Most of these are Lesser Scaup, with a couple of waders at the bottom of the picture.
 One of the small rock dams used to control water flow.
 Lesser Scaup
 They flew away...

 But this duck didn't...maybe a Blue-winged Teal?
The juice of this plant was used by natives for paintings. The clear juice turns blood red when it dries.

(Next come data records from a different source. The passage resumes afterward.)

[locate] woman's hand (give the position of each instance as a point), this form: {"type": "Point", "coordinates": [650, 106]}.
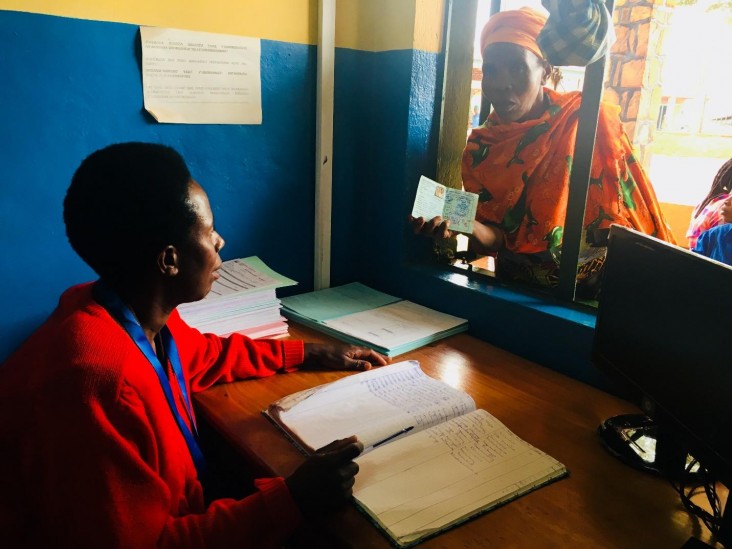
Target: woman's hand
{"type": "Point", "coordinates": [325, 481]}
{"type": "Point", "coordinates": [436, 228]}
{"type": "Point", "coordinates": [341, 357]}
{"type": "Point", "coordinates": [484, 240]}
{"type": "Point", "coordinates": [726, 211]}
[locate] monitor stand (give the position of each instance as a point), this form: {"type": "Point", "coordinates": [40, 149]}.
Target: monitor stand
{"type": "Point", "coordinates": [639, 442]}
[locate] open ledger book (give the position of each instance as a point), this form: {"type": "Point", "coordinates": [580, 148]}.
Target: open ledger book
{"type": "Point", "coordinates": [430, 460]}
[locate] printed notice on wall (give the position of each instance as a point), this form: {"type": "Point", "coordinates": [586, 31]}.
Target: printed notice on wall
{"type": "Point", "coordinates": [193, 77]}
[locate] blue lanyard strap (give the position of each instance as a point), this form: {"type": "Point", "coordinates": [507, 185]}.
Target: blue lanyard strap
{"type": "Point", "coordinates": [124, 316]}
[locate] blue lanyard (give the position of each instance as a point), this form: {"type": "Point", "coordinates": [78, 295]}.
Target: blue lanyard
{"type": "Point", "coordinates": [124, 316]}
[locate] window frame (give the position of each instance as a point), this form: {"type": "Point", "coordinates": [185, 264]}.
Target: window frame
{"type": "Point", "coordinates": [461, 15]}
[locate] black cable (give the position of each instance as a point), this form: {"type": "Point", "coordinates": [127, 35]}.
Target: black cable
{"type": "Point", "coordinates": [702, 481]}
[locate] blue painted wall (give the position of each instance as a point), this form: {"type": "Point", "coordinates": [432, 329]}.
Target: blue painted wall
{"type": "Point", "coordinates": [71, 86]}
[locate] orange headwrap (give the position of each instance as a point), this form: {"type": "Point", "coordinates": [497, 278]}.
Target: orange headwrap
{"type": "Point", "coordinates": [520, 27]}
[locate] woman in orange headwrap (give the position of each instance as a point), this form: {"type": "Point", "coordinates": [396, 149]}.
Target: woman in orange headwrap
{"type": "Point", "coordinates": [519, 163]}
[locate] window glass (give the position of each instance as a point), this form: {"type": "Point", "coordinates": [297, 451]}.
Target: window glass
{"type": "Point", "coordinates": [672, 93]}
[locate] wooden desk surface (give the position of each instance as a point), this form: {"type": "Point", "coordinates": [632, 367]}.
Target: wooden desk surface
{"type": "Point", "coordinates": [603, 503]}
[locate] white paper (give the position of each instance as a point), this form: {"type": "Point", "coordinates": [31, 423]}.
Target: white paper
{"type": "Point", "coordinates": [455, 205]}
{"type": "Point", "coordinates": [194, 77]}
{"type": "Point", "coordinates": [372, 405]}
{"type": "Point", "coordinates": [248, 274]}
{"type": "Point", "coordinates": [395, 324]}
{"type": "Point", "coordinates": [427, 481]}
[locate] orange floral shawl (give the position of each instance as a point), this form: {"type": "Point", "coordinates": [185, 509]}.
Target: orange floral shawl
{"type": "Point", "coordinates": [520, 170]}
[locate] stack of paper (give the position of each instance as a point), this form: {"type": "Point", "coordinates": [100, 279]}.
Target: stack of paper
{"type": "Point", "coordinates": [360, 315]}
{"type": "Point", "coordinates": [243, 300]}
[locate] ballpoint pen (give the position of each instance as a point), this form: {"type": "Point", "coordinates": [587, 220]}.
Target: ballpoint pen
{"type": "Point", "coordinates": [390, 437]}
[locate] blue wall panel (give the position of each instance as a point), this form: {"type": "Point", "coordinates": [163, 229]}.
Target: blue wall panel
{"type": "Point", "coordinates": [72, 86]}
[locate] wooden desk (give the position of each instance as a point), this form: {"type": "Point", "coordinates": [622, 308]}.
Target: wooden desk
{"type": "Point", "coordinates": [603, 503]}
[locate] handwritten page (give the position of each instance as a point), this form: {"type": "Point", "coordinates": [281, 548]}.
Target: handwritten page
{"type": "Point", "coordinates": [193, 77]}
{"type": "Point", "coordinates": [395, 324]}
{"type": "Point", "coordinates": [372, 405]}
{"type": "Point", "coordinates": [455, 205]}
{"type": "Point", "coordinates": [431, 480]}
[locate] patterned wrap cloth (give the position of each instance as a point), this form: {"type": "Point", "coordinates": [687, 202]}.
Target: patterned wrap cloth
{"type": "Point", "coordinates": [577, 33]}
{"type": "Point", "coordinates": [521, 170]}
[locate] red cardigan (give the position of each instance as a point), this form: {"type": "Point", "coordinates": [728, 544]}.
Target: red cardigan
{"type": "Point", "coordinates": [91, 454]}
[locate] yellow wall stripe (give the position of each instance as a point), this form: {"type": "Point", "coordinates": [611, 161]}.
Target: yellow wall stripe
{"type": "Point", "coordinates": [370, 25]}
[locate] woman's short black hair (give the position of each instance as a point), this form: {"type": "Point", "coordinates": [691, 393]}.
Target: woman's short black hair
{"type": "Point", "coordinates": [126, 202]}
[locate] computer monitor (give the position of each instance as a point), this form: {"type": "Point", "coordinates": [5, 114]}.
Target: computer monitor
{"type": "Point", "coordinates": [664, 335]}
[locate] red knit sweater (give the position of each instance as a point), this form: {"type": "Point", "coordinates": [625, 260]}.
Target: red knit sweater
{"type": "Point", "coordinates": [91, 454]}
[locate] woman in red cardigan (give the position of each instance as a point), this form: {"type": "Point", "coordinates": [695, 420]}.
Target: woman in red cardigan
{"type": "Point", "coordinates": [100, 447]}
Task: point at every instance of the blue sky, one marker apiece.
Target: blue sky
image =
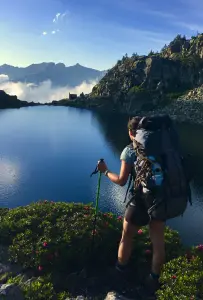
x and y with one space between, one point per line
94 33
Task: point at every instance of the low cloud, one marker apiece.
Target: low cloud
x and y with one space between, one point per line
56 17
60 16
3 78
44 92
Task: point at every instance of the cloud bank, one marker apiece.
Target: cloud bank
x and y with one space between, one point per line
44 92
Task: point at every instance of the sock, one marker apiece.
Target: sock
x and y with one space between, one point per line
155 276
121 267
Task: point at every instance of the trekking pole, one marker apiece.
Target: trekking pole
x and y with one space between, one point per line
96 205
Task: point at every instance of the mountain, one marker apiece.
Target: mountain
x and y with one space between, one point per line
146 82
7 101
59 74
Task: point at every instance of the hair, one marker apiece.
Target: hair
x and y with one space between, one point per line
133 123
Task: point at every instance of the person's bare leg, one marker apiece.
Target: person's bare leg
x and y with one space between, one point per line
125 246
156 229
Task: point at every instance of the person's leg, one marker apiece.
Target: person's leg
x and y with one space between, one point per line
125 246
156 230
135 217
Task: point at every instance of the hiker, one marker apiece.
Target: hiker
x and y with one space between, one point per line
136 214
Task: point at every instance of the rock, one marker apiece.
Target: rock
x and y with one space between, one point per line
10 292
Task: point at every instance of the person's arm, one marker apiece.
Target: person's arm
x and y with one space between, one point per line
120 179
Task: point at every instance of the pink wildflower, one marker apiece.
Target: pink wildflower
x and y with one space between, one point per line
40 268
200 247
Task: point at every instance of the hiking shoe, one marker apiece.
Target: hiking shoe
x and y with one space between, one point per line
149 288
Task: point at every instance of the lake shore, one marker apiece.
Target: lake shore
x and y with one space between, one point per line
42 257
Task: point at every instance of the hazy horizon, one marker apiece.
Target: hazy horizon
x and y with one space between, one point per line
96 34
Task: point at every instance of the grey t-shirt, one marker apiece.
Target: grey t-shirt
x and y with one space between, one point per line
128 155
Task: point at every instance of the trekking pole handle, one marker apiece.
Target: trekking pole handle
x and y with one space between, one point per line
96 169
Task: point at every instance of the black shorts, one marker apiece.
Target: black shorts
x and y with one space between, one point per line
136 214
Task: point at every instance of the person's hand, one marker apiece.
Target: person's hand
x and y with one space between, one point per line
102 167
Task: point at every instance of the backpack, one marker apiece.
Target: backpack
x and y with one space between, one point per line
161 177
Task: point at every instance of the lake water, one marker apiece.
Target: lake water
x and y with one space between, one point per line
49 153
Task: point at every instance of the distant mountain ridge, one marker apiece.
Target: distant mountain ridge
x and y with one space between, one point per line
58 73
7 101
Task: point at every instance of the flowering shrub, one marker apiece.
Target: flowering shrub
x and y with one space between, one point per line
182 278
55 239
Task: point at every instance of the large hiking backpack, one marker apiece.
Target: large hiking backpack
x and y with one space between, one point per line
160 173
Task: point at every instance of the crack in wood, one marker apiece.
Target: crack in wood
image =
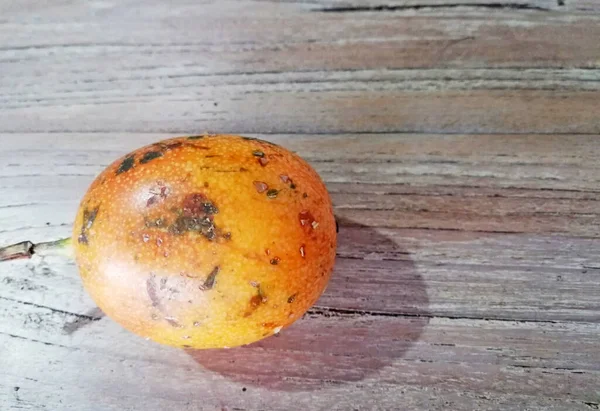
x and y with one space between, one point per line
386 7
350 312
55 310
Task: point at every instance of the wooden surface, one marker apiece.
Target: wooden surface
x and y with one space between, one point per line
459 141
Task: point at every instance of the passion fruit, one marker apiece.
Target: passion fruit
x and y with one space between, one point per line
206 241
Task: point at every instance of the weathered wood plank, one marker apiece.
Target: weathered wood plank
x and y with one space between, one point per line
339 110
515 359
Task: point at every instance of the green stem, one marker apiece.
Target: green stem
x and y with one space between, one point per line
27 249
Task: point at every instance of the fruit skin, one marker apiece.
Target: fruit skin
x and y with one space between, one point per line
206 241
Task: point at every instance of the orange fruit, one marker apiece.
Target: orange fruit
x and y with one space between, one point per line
206 241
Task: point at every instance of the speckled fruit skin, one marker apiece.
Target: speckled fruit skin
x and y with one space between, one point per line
206 241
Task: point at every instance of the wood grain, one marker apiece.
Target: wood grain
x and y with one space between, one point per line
458 140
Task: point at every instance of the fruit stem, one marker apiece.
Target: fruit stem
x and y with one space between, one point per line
26 249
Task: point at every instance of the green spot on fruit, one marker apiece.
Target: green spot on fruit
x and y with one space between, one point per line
126 164
89 216
149 156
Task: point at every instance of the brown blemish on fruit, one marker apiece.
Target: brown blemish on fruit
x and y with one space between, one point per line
209 283
195 215
173 322
159 192
126 164
171 146
256 300
306 219
287 180
151 290
260 186
88 220
149 156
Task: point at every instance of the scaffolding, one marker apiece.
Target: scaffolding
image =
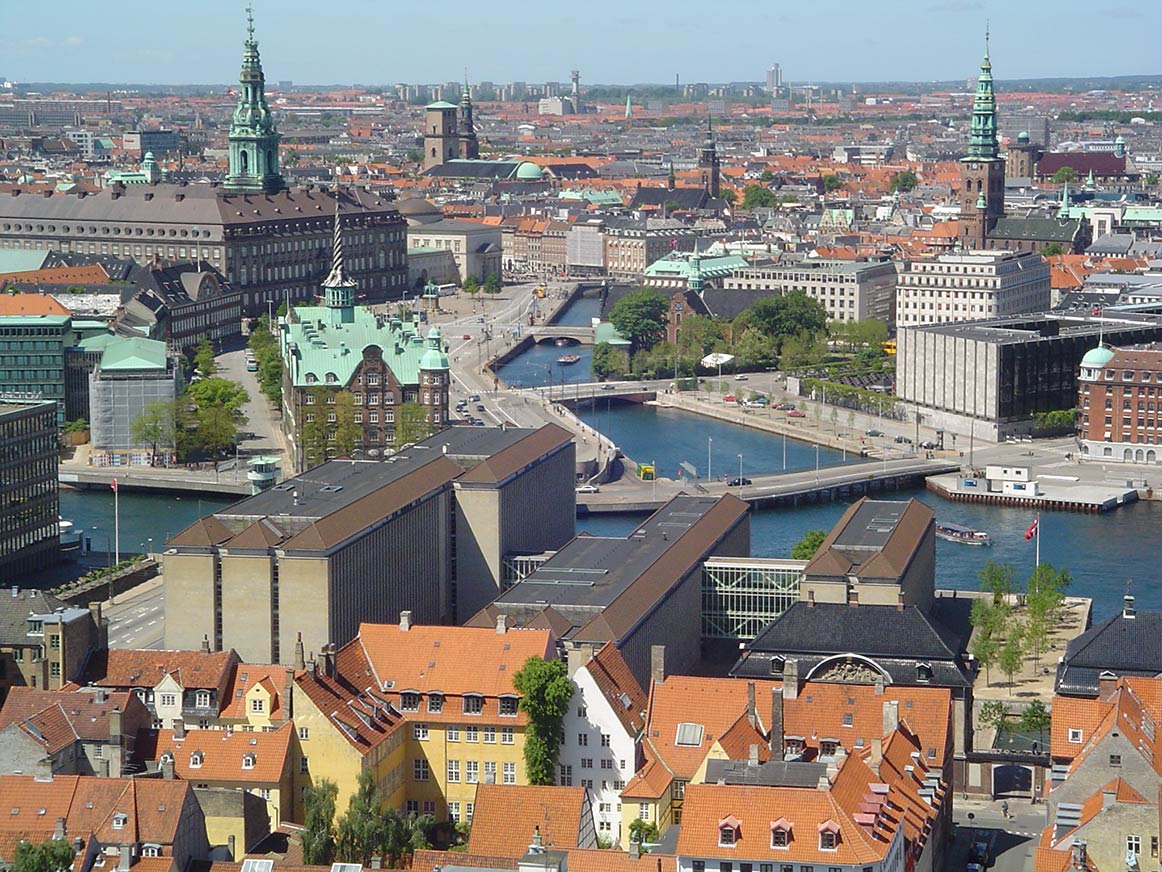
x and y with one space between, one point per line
741 597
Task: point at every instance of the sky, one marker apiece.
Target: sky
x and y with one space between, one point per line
378 42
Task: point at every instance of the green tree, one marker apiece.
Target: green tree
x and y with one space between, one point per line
992 714
640 317
155 427
998 579
805 548
363 831
317 834
203 357
411 424
348 434
904 181
545 693
1035 717
608 361
755 197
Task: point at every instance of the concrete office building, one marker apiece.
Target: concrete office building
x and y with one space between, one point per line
848 290
364 541
972 286
637 592
987 379
133 373
29 506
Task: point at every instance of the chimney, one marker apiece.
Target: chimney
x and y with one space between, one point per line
775 737
300 662
658 663
790 680
890 716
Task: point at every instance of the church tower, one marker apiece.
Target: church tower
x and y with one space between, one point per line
253 137
982 170
470 149
708 163
339 288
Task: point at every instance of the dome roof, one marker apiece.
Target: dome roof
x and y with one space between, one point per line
1097 357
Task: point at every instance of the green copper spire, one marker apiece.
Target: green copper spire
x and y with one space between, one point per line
983 144
253 137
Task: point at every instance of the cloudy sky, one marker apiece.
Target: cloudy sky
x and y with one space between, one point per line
610 41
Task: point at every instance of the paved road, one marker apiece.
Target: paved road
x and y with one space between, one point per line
137 621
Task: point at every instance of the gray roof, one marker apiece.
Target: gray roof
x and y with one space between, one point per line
1123 645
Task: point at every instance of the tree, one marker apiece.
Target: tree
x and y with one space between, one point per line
608 361
757 197
317 834
411 424
640 317
348 434
363 831
155 427
55 855
545 693
904 180
992 714
998 579
203 357
1035 717
805 548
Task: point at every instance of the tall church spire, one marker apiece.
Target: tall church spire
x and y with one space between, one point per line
253 136
983 143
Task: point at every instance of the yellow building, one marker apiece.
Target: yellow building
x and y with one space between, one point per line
439 715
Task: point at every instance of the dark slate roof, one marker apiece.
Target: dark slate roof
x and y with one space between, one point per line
1121 645
1034 229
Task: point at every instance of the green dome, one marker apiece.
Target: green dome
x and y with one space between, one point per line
1097 357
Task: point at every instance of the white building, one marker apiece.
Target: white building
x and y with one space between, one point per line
602 734
972 285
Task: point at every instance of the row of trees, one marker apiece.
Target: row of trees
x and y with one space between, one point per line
1004 636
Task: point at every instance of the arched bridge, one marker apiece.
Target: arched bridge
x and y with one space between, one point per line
571 335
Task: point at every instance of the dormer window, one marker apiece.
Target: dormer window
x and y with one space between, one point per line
729 831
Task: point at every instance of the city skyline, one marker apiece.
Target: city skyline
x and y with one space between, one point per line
934 41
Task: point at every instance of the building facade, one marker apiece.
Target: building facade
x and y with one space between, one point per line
29 505
972 286
1119 397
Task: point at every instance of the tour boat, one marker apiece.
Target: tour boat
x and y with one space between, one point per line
965 535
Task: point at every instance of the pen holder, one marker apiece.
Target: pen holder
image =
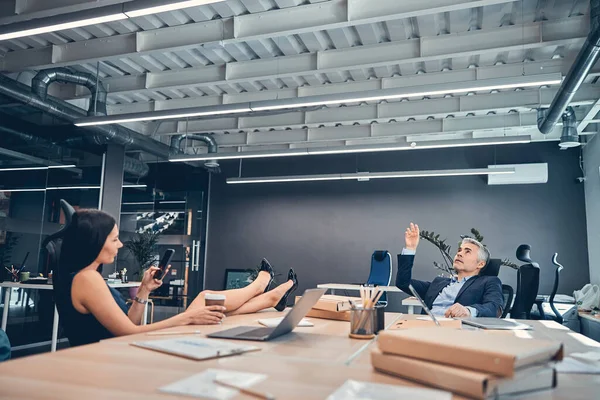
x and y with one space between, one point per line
379 317
24 276
362 323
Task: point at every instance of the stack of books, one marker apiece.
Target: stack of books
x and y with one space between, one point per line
332 307
475 364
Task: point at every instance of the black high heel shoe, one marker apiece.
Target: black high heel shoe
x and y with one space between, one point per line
283 302
265 266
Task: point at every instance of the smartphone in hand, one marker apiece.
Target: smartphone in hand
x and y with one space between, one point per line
164 263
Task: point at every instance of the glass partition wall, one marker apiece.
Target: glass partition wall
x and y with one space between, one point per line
33 179
167 214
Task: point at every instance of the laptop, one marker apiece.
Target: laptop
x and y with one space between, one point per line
495 323
287 324
427 310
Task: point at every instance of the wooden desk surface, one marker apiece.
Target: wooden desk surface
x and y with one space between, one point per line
309 363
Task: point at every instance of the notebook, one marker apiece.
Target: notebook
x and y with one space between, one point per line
196 348
273 322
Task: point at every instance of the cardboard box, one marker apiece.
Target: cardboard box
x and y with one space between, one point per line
477 350
335 315
475 384
329 302
415 323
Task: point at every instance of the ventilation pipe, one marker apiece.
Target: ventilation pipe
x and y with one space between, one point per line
587 57
130 165
42 81
569 137
210 141
65 111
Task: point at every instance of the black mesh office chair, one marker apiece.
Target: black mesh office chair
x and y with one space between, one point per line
507 293
540 299
53 242
528 282
492 268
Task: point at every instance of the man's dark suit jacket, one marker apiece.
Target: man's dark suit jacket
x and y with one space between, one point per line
483 293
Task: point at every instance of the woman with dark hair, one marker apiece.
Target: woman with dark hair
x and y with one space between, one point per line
91 311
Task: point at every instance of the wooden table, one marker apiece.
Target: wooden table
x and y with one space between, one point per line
309 363
8 286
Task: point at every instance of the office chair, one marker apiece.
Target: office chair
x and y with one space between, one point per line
492 268
507 293
528 282
53 242
540 299
381 271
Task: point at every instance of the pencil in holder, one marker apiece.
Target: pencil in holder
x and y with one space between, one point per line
362 323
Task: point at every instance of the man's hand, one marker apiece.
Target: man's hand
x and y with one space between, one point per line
411 237
457 310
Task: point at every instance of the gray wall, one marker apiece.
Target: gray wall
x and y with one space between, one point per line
327 231
591 156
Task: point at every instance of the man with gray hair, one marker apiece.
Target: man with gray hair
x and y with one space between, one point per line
467 294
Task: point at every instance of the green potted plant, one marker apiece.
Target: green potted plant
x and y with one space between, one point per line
445 250
143 247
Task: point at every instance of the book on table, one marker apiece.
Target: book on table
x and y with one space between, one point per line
462 381
477 350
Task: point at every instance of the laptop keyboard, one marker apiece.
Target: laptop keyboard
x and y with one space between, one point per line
258 332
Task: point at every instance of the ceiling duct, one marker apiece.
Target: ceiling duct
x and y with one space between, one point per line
587 57
42 81
570 136
211 165
65 111
131 166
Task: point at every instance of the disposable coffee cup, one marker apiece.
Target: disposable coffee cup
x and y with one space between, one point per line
211 299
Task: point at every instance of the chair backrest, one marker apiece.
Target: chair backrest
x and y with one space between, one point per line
492 268
528 283
507 293
559 267
381 271
53 242
381 268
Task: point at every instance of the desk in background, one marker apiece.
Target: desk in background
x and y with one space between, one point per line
590 325
8 286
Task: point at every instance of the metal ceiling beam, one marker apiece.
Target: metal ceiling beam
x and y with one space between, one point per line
590 117
524 100
221 33
129 85
516 124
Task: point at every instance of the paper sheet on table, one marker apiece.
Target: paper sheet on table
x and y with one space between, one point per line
273 322
580 363
438 318
202 385
356 390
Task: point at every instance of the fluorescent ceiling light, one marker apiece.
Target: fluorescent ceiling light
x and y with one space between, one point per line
329 99
143 203
66 188
141 8
36 168
94 16
160 115
365 176
357 149
60 22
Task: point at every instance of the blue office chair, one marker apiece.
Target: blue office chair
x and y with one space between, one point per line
381 271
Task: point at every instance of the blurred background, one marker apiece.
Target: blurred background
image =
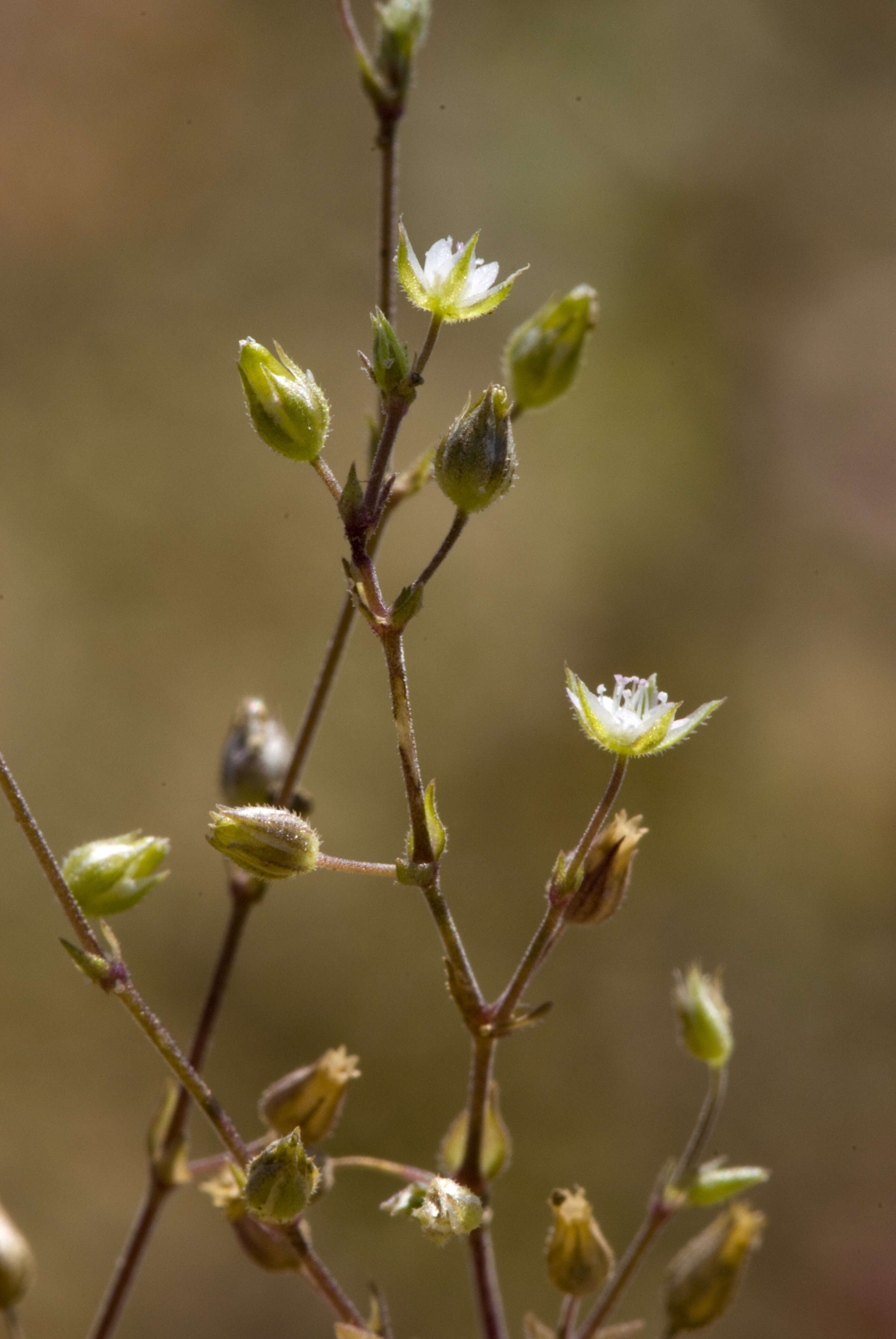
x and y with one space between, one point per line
715 502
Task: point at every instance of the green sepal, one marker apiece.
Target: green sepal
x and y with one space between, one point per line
435 825
96 969
409 603
352 504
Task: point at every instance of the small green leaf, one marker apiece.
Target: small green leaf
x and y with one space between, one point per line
437 832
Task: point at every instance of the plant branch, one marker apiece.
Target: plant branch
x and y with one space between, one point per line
661 1208
405 1171
47 861
355 867
448 544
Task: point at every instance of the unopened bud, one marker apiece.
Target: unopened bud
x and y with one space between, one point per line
280 1180
579 1256
256 756
402 29
704 1278
495 1151
17 1263
311 1097
448 1211
476 464
112 875
266 841
606 872
713 1183
287 408
390 363
704 1017
544 354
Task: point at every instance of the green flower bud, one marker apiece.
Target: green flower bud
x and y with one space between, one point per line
579 1256
17 1263
704 1017
280 1180
312 1097
544 354
448 1211
402 29
113 875
267 841
496 1140
287 408
715 1183
390 363
476 464
256 756
704 1278
606 872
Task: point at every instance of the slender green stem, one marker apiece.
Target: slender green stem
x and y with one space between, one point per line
355 867
567 1318
172 1054
599 816
323 471
661 1208
160 1187
421 846
47 861
405 1171
448 544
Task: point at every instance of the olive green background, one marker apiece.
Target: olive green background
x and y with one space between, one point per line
715 501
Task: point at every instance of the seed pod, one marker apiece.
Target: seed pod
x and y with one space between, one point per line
267 841
704 1278
579 1256
312 1097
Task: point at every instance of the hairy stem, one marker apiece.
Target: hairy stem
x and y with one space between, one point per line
661 1208
448 544
405 1171
552 923
38 843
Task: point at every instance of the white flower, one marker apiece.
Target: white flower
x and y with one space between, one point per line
452 283
638 720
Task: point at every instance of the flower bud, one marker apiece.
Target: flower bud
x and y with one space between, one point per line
287 408
267 841
579 1256
402 29
112 875
280 1180
476 464
606 872
448 1211
390 363
704 1017
17 1263
312 1097
256 756
496 1140
704 1278
544 354
715 1183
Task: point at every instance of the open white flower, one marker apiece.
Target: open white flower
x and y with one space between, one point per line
452 283
638 720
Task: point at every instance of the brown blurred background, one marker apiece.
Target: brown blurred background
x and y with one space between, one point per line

Livestock is free range. It was the Jesuits who first introduced farming and livestock to the area.
 Another stop, this time for a Harris's Hawk.
 Harris's Hawk
Just a Turkey Vulture, but I love this shot of him with the sun shining through his feathers.
 Finally we arrive at our destination!
This monument is known as the "Cross of Calvary," dating from the 1700s. On December 2, hundreds pilgrims come from far away for the Festivities of the Patron Saint. They start at the cross and walk on their knees all the way down the cobblestone street to the mission.
The mission was built of stone from a quarry in the bed of a nearby brook. Although the mission was established in 1699, this building was begun in 1744 and finished in 1759.
 It is said to have the first weather vane in Baja.
 And also the first glass windows. This is the original glass.
 Symbol of the Jesuits over the door.
 Ventilation holes help keep it cool inside.
 The bell is dated 1761.
 High threshhold...
On the left you can see where some paintings were stolen during the Revolution.
Outside, a small cemetery where a few important citizens from the early 1900s are buried.
 A large ventilation hole.
Behind the mission are gardens and orchards. These are rows of onion and/or garlic.
We follow our guide through this gate to an old olive grove planted by the Jesuits about 300 years ago.
 A magnificent, very old olive tree.

 They irrigate today, just as they did back then.
 Gravity does the job, no pumps are needed.
 I can't remember what he called this red and black bean/seed.
 He said they are used to make necklaces.
The back side of the mission. The mission was deserted by 1817. The church has been restored and is now maintained by Mexico’s National Institute of Anthropology and History.
Soldiers' quarters. Soldiers were subordinate to the missionaries who paid their salaries.
 Stairway to the bell tower.
About 200 people live in San Javier today. Children live at the school during the week, and go home on weekends. The town just recently got its first cell service.
 Fresh oranges on the trees.
 Which means fresh-squeezed orange juice with lunch. Everything was locally grown and prepared...Beef burritos, goat cheese, beans.
This gentleman brought us fresh limes and tangerines to try. The limes were very sweet.
 Olives from their olive grove...stronger taste than what we buy in jars.
 The restaurant that provided us lunch as part of our tour.
San Javier hasn't had regular electricity very long. This is how they used to get electricity...only a few hours a day. Imagine the task of putting in poles and lines over those mountains and canyons.
Local arts and crafts for sale. I bought some Guava Marmalade. I'll let you know if I like it.
 Iguanas are often seen along this wall...I didn't see any.
 Back through the mountains...
 A stop for another look at the old mission trail.

 And a gorgeous view of Loreto.

1 comment:

  1. I am so glad you got to go there - isn't it impressive what could be done so long ago in such an isolated place.